実は1巻ではシェイクスピアが冒頭にしか登場しない。主に語られるのは「リー」と呼ばれる中国人の少女。不思議な力をもつこの少女の悲劇が、1巻では主に展開されている。そして1話目で「シェイクスピア」と名乗る人物が、2話目にて13年時を遡った時には自分のことを「ランス・カーター」と名乗っているという謎。「7人のシェイクスピア」とタイトルにある通り、シェイクスピアという多面的な人物を、7人の人格として語るのだろうか。
それにしてもこのヒト、表情を描くのがすごくうまい。セリフを読まずにパラパラとページを捲っていくだけで、登場人物たちの感情の流れを感じ取ることができてしまう。

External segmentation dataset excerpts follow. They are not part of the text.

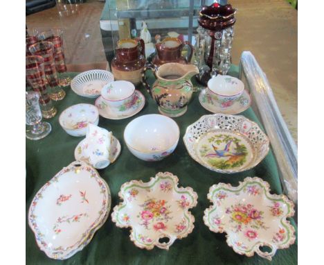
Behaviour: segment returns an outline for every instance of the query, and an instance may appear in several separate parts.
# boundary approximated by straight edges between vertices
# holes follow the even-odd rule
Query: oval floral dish
[[[120,228],[132,228],[130,239],[138,248],[168,250],[192,231],[195,218],[188,210],[198,196],[191,187],[178,187],[178,182],[171,173],[160,172],[148,182],[122,185],[118,195],[124,201],[114,208],[111,219]]]
[[[237,253],[252,257],[256,252],[271,260],[277,249],[294,243],[295,229],[286,219],[294,214],[294,203],[285,195],[270,194],[270,185],[262,179],[248,177],[238,187],[215,185],[207,198],[213,205],[204,222],[213,232],[226,232]],[[271,251],[262,251],[264,246]]]
[[[37,193],[28,223],[47,256],[65,259],[90,241],[110,205],[109,188],[98,172],[86,163],[73,162]]]
[[[253,168],[269,148],[258,125],[241,115],[204,115],[187,128],[183,142],[198,163],[227,173]]]

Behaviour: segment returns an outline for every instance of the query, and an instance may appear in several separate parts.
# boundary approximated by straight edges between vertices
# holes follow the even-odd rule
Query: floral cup
[[[128,81],[113,81],[102,87],[101,97],[114,110],[123,112],[135,103],[135,86]]]
[[[243,83],[230,76],[218,75],[210,79],[207,84],[207,92],[212,100],[218,102],[224,108],[231,107],[244,91]]]

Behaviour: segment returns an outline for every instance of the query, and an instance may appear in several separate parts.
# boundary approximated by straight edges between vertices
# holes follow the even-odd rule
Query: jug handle
[[[182,47],[182,49],[183,49],[183,47],[186,46],[186,45],[188,45],[190,49],[190,52],[188,52],[188,54],[187,54],[187,58],[186,60],[187,60],[187,62],[188,64],[190,63],[191,62],[191,58],[192,58],[192,54],[193,54],[193,52],[195,51],[195,48],[193,47],[192,45],[191,45],[191,44],[188,42],[188,41],[186,41],[183,42],[183,46]]]
[[[142,71],[142,84],[143,85],[144,85],[144,87],[147,91],[147,93],[150,94],[152,96],[151,87],[150,87],[150,85],[148,84],[147,80],[146,79],[146,76],[145,76],[146,71],[148,69],[151,69],[153,74],[154,74],[155,77],[156,77],[156,72],[157,71],[157,68],[153,64],[146,64],[144,66],[144,68],[143,69],[143,71]]]
[[[145,43],[144,42],[144,40],[143,39],[141,39],[139,37],[138,37],[136,40],[139,42],[141,44],[141,54],[143,55],[144,58],[145,58]]]

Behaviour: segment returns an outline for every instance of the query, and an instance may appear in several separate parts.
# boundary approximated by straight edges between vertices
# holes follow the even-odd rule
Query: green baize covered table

これほど豊かで繊細に表情を描けるマンガ家はなかなかいない。不思議な力をもつばかりに幼い頃父親に喉を潰され、周囲の者には疎まれて育った少女リーが、災いを鎮めるために生贄として捧げられることを、自分の運命として受け入れていくまでの過程が、彼女はほとんどの場合無表情でありながらも、読む人の感情を揺さぶる。
実力派作家が歴史上の謎にどう挑んでいくのか。これからが楽しみだ。